In an effort to reduce this toll, a task force convened by the National Athletic Trainers' Association issued guidelines last week to help high school and college athletic programs respond faster to sudden cardiac arrest, or SCA.
SCA occurs when an electrical malfunction in the heart causes it to contract rapidly and erratically so that it stops pumping blood. Though victims are often later found to have underlying structural heart abnormalities that increase the risk of such malfunctions, for most, SCA is the first sign that something is amiss. (One of those abnormalities, hypertrophic cardiomyopathy -- a thickening of the heart muscle that makes it harder for the heart to pump -- affects one in 500 people, according to the American Heart Association, and isn't typically discovered in the physicals that most students take before joining athletic teams.)

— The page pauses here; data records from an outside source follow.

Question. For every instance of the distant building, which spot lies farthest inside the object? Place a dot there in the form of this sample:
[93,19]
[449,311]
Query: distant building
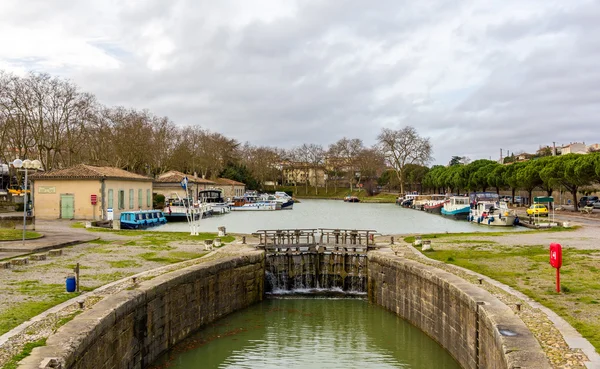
[169,185]
[594,147]
[89,192]
[301,173]
[230,187]
[574,148]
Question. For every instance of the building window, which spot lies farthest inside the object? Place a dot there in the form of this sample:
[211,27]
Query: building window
[121,199]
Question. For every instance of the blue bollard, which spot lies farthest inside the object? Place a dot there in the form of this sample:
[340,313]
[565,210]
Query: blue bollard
[71,283]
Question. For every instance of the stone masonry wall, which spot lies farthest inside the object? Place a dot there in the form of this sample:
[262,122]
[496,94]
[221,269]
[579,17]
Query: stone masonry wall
[132,328]
[464,319]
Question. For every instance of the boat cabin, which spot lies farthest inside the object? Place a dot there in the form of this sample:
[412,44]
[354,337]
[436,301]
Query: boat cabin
[142,219]
[211,196]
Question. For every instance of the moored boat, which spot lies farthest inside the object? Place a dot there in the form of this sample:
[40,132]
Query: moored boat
[435,204]
[141,219]
[351,199]
[214,199]
[178,209]
[251,201]
[493,213]
[457,207]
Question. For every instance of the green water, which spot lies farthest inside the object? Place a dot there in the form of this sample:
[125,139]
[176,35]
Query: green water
[309,333]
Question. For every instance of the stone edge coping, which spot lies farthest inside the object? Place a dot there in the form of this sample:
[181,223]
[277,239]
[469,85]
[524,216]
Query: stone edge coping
[74,338]
[522,350]
[98,291]
[571,336]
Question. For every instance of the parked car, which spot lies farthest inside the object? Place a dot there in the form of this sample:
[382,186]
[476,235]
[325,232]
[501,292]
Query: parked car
[587,201]
[537,209]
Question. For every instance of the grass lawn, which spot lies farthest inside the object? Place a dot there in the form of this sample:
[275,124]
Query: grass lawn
[43,297]
[16,234]
[527,269]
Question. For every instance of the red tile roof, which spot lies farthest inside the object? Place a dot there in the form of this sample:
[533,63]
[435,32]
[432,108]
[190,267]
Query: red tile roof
[227,181]
[83,171]
[174,176]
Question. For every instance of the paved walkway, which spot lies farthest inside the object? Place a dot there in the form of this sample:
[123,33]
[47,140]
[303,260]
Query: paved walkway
[56,234]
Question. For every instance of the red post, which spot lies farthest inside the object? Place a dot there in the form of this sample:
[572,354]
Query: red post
[556,261]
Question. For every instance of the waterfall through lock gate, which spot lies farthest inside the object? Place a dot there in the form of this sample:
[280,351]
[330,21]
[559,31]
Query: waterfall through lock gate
[315,261]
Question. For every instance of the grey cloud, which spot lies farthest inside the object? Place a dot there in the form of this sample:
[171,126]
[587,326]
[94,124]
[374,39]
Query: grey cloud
[318,74]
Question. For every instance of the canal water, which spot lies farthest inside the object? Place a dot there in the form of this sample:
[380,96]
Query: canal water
[309,333]
[384,218]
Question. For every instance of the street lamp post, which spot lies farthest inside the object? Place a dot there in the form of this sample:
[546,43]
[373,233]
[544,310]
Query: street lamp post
[26,164]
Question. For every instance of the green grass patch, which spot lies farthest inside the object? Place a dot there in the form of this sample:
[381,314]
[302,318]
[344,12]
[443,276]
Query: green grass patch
[14,361]
[17,234]
[527,269]
[64,320]
[100,242]
[107,277]
[171,257]
[161,238]
[457,237]
[46,296]
[124,264]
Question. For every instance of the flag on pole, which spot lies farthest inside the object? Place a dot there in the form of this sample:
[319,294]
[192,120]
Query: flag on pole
[184,183]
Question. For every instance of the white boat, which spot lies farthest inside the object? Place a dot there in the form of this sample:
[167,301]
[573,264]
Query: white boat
[178,209]
[258,206]
[214,199]
[493,213]
[457,207]
[283,198]
[251,201]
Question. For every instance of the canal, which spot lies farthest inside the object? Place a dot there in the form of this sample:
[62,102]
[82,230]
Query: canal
[309,333]
[384,218]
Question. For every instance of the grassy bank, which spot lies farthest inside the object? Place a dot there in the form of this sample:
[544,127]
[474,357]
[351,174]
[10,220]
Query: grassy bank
[40,285]
[302,192]
[527,269]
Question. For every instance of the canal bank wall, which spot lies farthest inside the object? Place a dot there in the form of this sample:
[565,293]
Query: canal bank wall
[132,328]
[476,328]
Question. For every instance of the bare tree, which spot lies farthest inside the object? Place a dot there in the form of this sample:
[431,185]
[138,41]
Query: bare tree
[402,147]
[316,157]
[347,150]
[263,162]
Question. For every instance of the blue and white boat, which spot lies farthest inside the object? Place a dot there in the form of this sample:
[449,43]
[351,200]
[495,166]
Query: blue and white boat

Strenuous physical activity is thought to trigger SCA, 90 percent of whose victims are male, according to physician Jonathan Drezner, associate director of the sports medicine program at the University of Washington in Seattle and lead author of the task force's consensus statement.
SCA can be halted by speedy use of a defibrillator, which delivers an electric shock that can correct the abnormal heart rhythm. But the window for use is small -- ideally, within five minutes after collapse -- and too often help comes too late or not at all. In the absence of a defibrillator, cardiopulmonary resuscitation (CPR) may improve chances of survival, by helping circulate some blood to the lungs and brain. But it won't correct the arrythmia.
"Survival in young athletes with cardiac arrest has been very poor for many years, around 10 percent," Drezner said. "Our goal is to help high school and college athletic programs prepare for and respond to cardiac emergencies."
The task force issued its statement, which emphasizes comprehensive emergency planning, in the April edition of Heart Rhythm, the journal of the Heart Rhythm Society. Among the top recommendations for schools:
· Decide who's going to do what -- including who's going to communicate with whom -- in an emergency, and practice your response plan.
· Train key people in CPR and the use of automated external defibrillators, or AEDs.